Und für mich die wichtigste Frage:
Wenn ich eine 315-2DP als CPU habe und an der ist ein Teleservice Adapter angeschlossen, kann ich dann ein KTP 1000 Basic color DP über den Profibus Fernwarten?

Oder gibt es irgendwo einen Link zu Erfahrungsberichten mit dem KTP 1000 Basic color?

Gruß
emtewe


----------



## paula23 (18 Juni 2009)

Hallo,

Erfahrungen habe ich noch nicht, aber Siemens hat uns die Panel schon vorgestellt. Basic bedeutet eigentlich nur das die Panel zur neuen "Basic" Reihe gehören, sprich auch mit der neuen Basic Software Programmieren lassen, aber geht auch mit WinCC Flex.

Es wird kein Smart Service oder Server unterstützt, also keine Fernwartung. Damit auch deine wichtigste Frage - nein. 

Die Basic Panel sind auf Ethernet getrimmt, Profibus nur als Option. Aber sind im vergleich auch sehr günstig. Wer mit abstrichen hier und da leben kann der spart wahres Geld.

Servus.


----------



## Perfektionist (18 Juni 2009)

mal hier lesen:
http://www.sps-forum.de/showthread.php?t=24272

oder auch hier (Post 39-42):
http://www.sps-forum.de/showthread.php?t=20583&page=4

Die Geräte sind eigentlich für die 1200er konzipiert worden ...


----------



## emtewe (19 Juni 2009)

Danke erstmal für die Antworten. Die fehlende Fernwartungsmöglichkeit ist natürlich ein Nachteil, oder besser gesagt, kein Vorteil gegenüber der aktuellen, sehr gut funktionierenden, und fertig programmierten Lösung.
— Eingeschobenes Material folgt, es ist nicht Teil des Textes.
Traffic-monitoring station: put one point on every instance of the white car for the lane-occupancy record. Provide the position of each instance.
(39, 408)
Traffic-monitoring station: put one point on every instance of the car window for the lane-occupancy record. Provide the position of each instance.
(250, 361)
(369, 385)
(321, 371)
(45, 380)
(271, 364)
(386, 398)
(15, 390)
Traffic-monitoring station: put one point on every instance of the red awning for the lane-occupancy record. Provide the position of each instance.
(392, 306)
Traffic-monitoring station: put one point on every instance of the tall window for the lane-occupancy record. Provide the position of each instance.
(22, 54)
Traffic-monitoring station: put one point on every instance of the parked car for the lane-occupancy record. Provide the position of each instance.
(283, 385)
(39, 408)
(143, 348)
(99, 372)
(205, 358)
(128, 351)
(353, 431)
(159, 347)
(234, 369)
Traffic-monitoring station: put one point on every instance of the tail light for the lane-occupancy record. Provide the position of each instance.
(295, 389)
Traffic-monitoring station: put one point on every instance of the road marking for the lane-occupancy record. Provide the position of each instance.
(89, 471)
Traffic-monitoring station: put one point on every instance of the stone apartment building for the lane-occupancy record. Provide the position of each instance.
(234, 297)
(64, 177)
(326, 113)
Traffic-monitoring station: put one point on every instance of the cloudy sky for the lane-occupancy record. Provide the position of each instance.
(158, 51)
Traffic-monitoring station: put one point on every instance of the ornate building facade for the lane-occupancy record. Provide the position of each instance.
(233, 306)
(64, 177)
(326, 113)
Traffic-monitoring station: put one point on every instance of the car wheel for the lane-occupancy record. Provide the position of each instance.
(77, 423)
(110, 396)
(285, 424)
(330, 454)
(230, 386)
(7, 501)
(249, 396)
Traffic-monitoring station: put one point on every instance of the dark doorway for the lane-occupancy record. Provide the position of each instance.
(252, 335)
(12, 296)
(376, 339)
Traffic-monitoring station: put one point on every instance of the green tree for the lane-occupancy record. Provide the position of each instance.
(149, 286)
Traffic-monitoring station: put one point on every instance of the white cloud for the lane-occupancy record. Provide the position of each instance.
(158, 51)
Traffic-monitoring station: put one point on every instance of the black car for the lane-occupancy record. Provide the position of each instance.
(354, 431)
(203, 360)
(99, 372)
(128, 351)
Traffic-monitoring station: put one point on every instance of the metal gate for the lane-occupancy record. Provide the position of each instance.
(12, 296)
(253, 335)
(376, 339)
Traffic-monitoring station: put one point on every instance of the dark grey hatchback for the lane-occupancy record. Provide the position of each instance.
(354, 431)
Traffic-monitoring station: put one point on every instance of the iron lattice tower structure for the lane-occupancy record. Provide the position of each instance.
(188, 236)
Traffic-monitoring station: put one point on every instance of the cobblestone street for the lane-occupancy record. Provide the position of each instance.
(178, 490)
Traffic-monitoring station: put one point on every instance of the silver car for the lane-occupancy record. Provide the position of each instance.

Da fällt der Gedanke an einen Umstieg schon deutlich schwerer...


----------



## Maxl (23 Juni 2009)

die Frage ist, was Du unter "fernwarten" verstehst.
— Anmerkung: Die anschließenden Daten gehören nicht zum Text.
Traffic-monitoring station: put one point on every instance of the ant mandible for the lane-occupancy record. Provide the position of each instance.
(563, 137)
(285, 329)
wenn es darum geht, eine geänderte Projektierung per TS-Adapter ins Panel einzuspielen, dann sollte das schon klappen (vorausgesetzt das Panel hängt am Profibus und der TS-Adapter auch).

wenn es darum geht, sich per SmartService oder VNC auf die Panels zu verbinden und "fernzusteuern" dann wird das nicht funktionieren - das ist aber auch bei den "größeren" Siemens-Panels ein Problem und funktioniert nur mittels SmartAccess/SmartService - wobei pro Panel eine Lizenz gekauft werden muss. Bei den CE5-Panels (MP277/377) gäbe es noch die Lösung mittels EfonVNC.
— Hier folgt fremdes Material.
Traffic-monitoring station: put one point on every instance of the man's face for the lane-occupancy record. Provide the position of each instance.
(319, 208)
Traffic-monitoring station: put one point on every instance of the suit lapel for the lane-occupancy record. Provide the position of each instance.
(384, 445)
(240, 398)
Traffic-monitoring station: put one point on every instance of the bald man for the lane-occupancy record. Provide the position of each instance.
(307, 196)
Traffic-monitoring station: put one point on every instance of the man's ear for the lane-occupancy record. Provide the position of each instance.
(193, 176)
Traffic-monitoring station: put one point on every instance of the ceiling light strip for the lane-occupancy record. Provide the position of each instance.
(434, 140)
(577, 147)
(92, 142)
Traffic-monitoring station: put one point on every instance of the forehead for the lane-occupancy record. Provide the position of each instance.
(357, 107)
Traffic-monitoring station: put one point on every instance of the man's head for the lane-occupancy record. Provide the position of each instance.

die Frage ist also, was verstehst du unter "fernwarten" und was genau willst du tun??

mfg Maxl


----------



## emtewe (24 Juni 2009)

Unter Fernwartung verstehe ich Änderungen an den Funktionen bzw. der Darstellung des Displays.
Heute sieht das Problem so aus: Der Kunde wünscht sich ein weiteres Gerät an einer bestehenden Anlage, meinetwegen eine weitere Messstelle. Wir können ihm das Gerät mit einer Einbauanleitung schicken, ich kann per Fernwartung die Software in der SPS anpassen, und das Gerät funktioniert. Diese Messstelle dann auf dem Panel anzuzeigen, erfordert unter Umständen eine veränderte Grafik, mehr Variablen usw...
Je nachdem an welchem Ende der Welt die Anlage steht, kann das schon sehr lästig werden.

Gruß
emtewe


----------



## emtewe (24 Juni 2009)

Der TS Adapter wird vom Kunden an der SPS angeschlossen die gleichzeitig Master des Profibus ist.


----------



## MSB (24 Juni 2009)

Die Änderung der Projektierung des Panels sollte eigentlich überhaupt kein Problem darstellen.
Du benötigst Kundenseitig einen TS-Adapter und du selbst halt die Teleservice-Software.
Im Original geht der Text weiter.